Conservative Business Minister Michael Fallon, responding to Ed Miliband’s speech at today’s rally:
“By turning up at a rally that opposes every single spending cut that’s necessary to deal with our debts, Ed Miliband has shown that he’s still in favour of more spending, more borrowing and even greater debt. That’s what got us into this mess in the first place.”
Oh. My. God. These people just do not miss an opportunity to illustrate their stupidity.
Public debt, when issued by a monetary sovereign like the UK, is COMPLETELY different to private debt, and it was the latter that “got us into this mess in the first place”, not the former. And, irony of ironies, deficit spending (= public spending in excess of tax revenue) is, I believe, the solution to our private debt crisis. That’s right – the SOLUTION. Allow me to explain in more detail via a ludicrously contrived Q&A…
So, “deficit spending” is part of the solution, huh. How so?
Well, because spending in excess of tax receipts adds NET financial assets to the private sector.
What do you mean by “net financial assets”?
Put simply, this means extra purchasing power in the hands of private sector individuals and firms, without a corresponding increase in their debt.
That’s disconcertingly vague – could you clarify what you mean, please?
Certainly. Here comes the science bit… When an individual or firm borrows from a bank, they gain purchasing power in the form of a demand deposit (= an “asset”). At the same time, however, they enter into a binding contract to repay this money (= a “liability”), which creates a concurrent drain on their purchasing power. Thus, private creation of money necessarily creates assets and liabilities that balance = no net increase in assets. By contrast, when an individual or firm receives money from government (whose account sits OUTSIDE the commercial banking system), their assets increase (as does the bank’s, whose reserves are credited), but there is no corresponding liability. Thus, net financial assets have been created.
And this is good, is it?
Hell, yes. If net assets are created, it enables the private sector to (i) pay for goods and services without having to borrow insanely and/or (ii) deleverage (thereby repairing balance sheets) and/or (iii) save for a rainy day. Thus, the importance of deficit spending during a recession becomes clear.
What do you mean by “deleverage”?
It’s a fancy way of saying “pay down debt”.
Wouldn’t it have been simpler just to say that then?
Yes, it would. Please accept my apologies.
But won’t deficit spending add to the national debt?

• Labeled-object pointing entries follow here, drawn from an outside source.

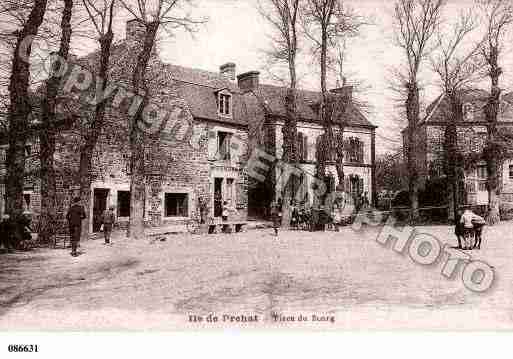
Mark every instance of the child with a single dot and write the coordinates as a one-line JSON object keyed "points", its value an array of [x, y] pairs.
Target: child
{"points": [[227, 208], [458, 227], [467, 220], [478, 231], [294, 218]]}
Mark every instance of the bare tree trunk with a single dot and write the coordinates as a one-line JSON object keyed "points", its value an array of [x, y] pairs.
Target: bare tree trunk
{"points": [[19, 110], [93, 133], [493, 152], [48, 221], [412, 114], [289, 131], [137, 180]]}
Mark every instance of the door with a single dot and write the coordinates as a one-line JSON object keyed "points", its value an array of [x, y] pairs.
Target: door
{"points": [[100, 196], [218, 197]]}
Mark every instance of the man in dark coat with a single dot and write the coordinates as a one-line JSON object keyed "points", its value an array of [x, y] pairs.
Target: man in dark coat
{"points": [[75, 216], [108, 219]]}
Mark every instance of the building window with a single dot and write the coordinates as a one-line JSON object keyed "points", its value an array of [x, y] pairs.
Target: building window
{"points": [[302, 147], [128, 163], [225, 104], [26, 202], [354, 150], [468, 111], [482, 172], [176, 205], [123, 203], [223, 145]]}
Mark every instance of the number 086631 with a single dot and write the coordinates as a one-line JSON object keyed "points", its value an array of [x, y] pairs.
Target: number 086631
{"points": [[22, 348]]}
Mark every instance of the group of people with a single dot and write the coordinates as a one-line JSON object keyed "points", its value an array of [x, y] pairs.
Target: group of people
{"points": [[468, 228], [302, 217], [75, 216], [14, 232]]}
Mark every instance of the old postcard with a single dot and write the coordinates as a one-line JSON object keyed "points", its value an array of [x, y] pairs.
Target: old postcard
{"points": [[240, 164]]}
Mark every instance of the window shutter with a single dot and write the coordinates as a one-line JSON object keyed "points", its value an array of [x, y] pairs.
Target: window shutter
{"points": [[360, 151], [347, 184], [212, 145], [305, 148], [299, 146]]}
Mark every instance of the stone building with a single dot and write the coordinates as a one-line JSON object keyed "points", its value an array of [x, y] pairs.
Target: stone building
{"points": [[266, 105], [229, 115], [472, 135]]}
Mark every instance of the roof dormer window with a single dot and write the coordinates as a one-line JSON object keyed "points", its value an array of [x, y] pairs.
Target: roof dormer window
{"points": [[468, 111], [225, 103]]}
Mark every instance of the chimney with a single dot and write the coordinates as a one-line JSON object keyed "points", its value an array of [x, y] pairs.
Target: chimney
{"points": [[248, 81], [135, 31], [228, 71], [345, 91]]}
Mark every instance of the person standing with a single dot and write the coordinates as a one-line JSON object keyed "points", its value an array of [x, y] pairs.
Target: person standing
{"points": [[108, 219], [276, 217], [75, 216], [458, 227], [468, 219]]}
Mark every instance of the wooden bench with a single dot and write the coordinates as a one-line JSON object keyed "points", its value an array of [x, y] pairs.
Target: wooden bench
{"points": [[61, 238], [227, 227]]}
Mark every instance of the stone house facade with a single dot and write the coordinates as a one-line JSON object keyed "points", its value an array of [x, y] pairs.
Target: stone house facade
{"points": [[472, 135], [266, 104], [226, 114]]}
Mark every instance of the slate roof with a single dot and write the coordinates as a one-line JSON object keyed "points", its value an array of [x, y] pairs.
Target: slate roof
{"points": [[478, 98], [274, 97], [198, 88]]}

In the short-term, yes. In the medium to long term, we can expect a reduction in the debt as the economy stabilises, employment picks up and tax revenues increase. Either way, the issue is moot, however, since debt issued by a monetary sovereign (= a government that issues its own floating currency) is nothing more than an accounting entry, the interest on which can ALWAYS be paid at the push of a button. It thus represents a risk-free asset to the private sector. People stressing over the national debt need look no further than Japan, which, despite running continuous deficits for 20 years and racking up debt of over 200% GDP, has not collapsed. On the contrary, it has retained high levels of employment, and – most importantly – has NOT experienced inflation. Neoliberal fears about the debt are therefore without foundation.
So, if I get this straight: the logical corollary of what you’re saying is that the goal of “deficit reduction” should not be an end in itself?
That’s spot on. A deficit is neither inherently good, nor bad – it all depends on the extant economic conditions. If the economy is in the shit (as at present), as evidenced by high unemployment and general misery, then the government SHOULD run a deficit, to keep the economy float. If the economy is humming, as evidenced by low unemployment, then a deficit is likely to be necessary only to the extent that the private sector will wish to save at least some of its income, regardless of the state of the broader economy. Thus, over an extended period, we should expect to see swings from small to large deficits, with a deficit being the norm.
Thanks, that was a REALLY USEFUL exposition. So, why do you think the Conservative Business Minister thinks otherwise?
Because he’s VERY stupid.
That’s a tad unkind – would you care to rephrase?
Fine. I’d say it’s because he doesn’t understand how modern monetary economies operate, and is unwilling to let go of neoliberal assumptions that have become so rooted, it would take a pneumatic drill to excise them.
That’s still a little mean.
I don’t give a shit. His stupidity is WRECKING LIVES.
Fair point. Here endeth the contrived Q&A.